A confluence of powerful forces is driving decarbonisation to the top of corporate agendas. The EU Corporate Sustainability Reporting Directive (CSRD), UK obligations following COP26 and Irish sectoral carbon budgets mean that companies are being driven to decarbonise sooner rather than later.
As companies assess the scale and depth of transformation they are facing, business leaders are carrying out market scans and impact assessments to ascertain their value-drivers. They need to understand if their business will be viable in a decarbonised future and how that places them against their competitors.
The imperative of “transform to survive” has been well understood in fossil-driven industries such as Oil & Gas and Automotive since the 2015 Paris Agreement. The need to “transform to win” in order to maintain competitive advantage is now being accelerated by sectors such as Life Sciences, Consumer Products & Retail, and Technology, Media & Telecoms.
The Cost of Decarbonising
There is considerable evidence to show that ESG-related value-drivers deliver performance improvements, enable lower cost of capital and deliver above-market valuations. Additional benefits include future-focused products and services, customer loyalty, and increased employee engagement.
But achieving that performance and realising those benefits requires careful planning with decarbonisation being viewed as a value-led transformation, rather than a compliance exercise.
Cost is still a factor. Regardless of the potential benefits, CEOs are still faced with the challenge of resolving the tension between a rising awareness of the need for sustainable transformation and unknown cost.
As pricing pressures impact every business decision, the first question with regard to activating a sustainability strategy is “How much is the transformation going to cost?”

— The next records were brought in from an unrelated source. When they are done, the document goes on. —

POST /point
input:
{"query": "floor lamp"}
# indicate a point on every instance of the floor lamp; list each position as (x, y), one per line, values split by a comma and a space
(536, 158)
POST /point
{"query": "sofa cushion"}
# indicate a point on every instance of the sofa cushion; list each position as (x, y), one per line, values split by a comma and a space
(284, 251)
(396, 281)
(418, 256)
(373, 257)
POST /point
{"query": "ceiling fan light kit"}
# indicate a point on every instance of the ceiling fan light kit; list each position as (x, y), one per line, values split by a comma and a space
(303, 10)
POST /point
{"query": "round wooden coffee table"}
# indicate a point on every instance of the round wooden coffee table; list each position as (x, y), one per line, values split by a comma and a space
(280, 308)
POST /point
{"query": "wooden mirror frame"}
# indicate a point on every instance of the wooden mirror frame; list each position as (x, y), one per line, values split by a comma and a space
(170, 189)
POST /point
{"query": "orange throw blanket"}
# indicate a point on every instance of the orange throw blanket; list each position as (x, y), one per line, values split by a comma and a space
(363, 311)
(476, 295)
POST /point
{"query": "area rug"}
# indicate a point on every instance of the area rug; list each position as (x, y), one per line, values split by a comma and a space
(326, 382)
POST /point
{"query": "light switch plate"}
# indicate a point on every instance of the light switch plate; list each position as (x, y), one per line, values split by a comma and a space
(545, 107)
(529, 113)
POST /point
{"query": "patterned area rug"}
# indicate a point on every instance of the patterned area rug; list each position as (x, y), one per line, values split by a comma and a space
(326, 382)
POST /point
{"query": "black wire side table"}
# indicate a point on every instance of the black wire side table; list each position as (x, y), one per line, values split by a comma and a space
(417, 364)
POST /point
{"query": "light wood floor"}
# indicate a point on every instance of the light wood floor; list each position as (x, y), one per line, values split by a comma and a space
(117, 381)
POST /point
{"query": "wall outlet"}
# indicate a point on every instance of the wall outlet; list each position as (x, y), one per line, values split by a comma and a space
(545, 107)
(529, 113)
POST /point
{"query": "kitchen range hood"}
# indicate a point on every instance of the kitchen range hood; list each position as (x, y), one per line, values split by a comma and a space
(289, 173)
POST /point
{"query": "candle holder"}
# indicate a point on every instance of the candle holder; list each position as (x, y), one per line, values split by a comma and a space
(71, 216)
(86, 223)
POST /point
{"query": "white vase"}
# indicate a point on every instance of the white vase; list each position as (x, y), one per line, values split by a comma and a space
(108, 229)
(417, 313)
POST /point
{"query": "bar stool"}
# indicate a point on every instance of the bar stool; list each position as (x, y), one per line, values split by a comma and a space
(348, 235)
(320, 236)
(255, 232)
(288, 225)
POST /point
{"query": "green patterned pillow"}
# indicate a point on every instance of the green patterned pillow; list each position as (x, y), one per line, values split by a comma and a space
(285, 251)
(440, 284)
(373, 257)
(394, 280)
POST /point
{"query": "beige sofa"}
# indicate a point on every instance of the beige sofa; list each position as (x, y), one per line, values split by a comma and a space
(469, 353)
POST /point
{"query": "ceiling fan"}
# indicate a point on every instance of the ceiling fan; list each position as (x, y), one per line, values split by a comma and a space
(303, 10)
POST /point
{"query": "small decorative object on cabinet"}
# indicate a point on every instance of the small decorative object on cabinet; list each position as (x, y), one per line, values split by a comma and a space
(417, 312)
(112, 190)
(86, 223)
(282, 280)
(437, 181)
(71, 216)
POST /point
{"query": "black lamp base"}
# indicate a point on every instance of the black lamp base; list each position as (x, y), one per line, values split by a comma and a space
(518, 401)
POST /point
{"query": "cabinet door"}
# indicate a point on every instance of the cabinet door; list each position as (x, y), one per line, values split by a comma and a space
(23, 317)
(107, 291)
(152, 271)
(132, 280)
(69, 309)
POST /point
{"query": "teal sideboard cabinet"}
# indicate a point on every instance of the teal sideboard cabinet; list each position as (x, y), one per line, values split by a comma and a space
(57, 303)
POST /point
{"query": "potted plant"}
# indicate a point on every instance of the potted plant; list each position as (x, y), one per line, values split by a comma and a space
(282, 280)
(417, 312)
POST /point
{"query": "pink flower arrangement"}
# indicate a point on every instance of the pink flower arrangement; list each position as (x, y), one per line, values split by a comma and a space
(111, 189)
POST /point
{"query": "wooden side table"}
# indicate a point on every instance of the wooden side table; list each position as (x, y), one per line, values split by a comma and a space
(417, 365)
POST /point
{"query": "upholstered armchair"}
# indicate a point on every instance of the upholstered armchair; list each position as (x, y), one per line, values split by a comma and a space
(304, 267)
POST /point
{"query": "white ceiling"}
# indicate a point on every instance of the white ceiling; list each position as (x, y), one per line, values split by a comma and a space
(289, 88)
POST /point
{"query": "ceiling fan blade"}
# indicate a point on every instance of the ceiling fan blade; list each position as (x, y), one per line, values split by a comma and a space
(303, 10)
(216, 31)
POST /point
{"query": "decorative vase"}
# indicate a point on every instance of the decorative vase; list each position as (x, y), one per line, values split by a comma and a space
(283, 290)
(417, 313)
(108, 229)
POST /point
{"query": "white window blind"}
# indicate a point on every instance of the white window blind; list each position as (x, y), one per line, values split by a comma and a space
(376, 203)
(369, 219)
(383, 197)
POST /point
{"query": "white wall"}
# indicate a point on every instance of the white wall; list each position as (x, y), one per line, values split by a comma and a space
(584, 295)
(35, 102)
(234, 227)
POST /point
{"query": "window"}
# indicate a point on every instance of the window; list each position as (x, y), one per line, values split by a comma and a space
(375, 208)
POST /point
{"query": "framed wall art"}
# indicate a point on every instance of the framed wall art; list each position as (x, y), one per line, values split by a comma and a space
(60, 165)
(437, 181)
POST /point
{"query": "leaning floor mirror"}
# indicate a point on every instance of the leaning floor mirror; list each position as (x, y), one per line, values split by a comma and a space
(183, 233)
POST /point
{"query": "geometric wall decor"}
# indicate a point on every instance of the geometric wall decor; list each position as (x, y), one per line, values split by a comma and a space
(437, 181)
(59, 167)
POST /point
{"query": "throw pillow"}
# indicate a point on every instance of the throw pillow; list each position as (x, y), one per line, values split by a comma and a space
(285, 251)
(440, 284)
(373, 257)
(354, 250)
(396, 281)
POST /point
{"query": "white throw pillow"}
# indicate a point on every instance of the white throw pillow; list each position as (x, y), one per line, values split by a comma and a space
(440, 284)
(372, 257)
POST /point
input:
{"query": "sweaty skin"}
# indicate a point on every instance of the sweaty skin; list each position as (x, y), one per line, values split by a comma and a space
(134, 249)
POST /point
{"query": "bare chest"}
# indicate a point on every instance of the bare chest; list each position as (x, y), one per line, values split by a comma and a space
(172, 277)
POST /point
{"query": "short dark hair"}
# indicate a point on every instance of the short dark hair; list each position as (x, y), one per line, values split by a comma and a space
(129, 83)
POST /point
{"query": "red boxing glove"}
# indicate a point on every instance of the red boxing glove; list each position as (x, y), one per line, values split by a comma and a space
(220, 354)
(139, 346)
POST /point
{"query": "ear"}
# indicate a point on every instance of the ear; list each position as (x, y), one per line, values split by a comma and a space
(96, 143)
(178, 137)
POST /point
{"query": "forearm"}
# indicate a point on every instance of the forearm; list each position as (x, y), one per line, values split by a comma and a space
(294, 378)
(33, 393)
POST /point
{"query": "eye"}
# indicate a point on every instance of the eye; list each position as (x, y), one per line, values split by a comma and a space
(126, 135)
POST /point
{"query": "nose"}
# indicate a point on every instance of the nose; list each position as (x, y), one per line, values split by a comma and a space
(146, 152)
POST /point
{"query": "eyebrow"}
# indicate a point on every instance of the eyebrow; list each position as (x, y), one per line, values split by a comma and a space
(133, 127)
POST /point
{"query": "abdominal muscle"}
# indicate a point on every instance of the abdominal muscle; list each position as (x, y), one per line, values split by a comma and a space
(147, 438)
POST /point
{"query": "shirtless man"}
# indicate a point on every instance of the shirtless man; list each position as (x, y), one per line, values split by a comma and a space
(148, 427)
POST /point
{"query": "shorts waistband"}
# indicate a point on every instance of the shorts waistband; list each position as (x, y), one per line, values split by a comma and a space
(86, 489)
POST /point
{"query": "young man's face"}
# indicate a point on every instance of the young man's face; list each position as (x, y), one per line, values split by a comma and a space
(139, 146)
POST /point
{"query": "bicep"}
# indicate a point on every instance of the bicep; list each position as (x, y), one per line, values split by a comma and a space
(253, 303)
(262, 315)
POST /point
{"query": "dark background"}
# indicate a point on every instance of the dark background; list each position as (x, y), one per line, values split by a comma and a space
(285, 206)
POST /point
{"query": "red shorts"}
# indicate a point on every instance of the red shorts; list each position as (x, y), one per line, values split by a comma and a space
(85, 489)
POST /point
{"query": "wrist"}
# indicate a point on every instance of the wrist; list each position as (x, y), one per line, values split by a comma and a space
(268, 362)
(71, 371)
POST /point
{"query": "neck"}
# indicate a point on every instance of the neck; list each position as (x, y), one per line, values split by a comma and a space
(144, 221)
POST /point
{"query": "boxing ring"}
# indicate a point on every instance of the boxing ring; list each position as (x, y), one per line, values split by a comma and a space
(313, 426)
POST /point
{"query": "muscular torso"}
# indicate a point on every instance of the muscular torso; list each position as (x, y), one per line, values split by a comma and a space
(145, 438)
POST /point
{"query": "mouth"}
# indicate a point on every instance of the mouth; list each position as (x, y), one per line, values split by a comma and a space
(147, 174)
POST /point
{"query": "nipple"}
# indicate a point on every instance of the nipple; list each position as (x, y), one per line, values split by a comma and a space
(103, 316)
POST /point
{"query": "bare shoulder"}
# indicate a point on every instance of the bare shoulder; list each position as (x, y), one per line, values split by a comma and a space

That underlines the need for decarbonisation planning to be value-led with return on investment built into individual business cases so that they are both business and climate positive.
The ‘How to’ Decarbonise
EY Carbon’s 6+1 levers of decarbonisation assess:
- Process effectiveness and efficiency to reduce carbon
- Green energy supply
- Product transformation
- Value chain management and green procurement
- Circular economy
- Business model innovation
6+1) Compensation and neutralisation measures.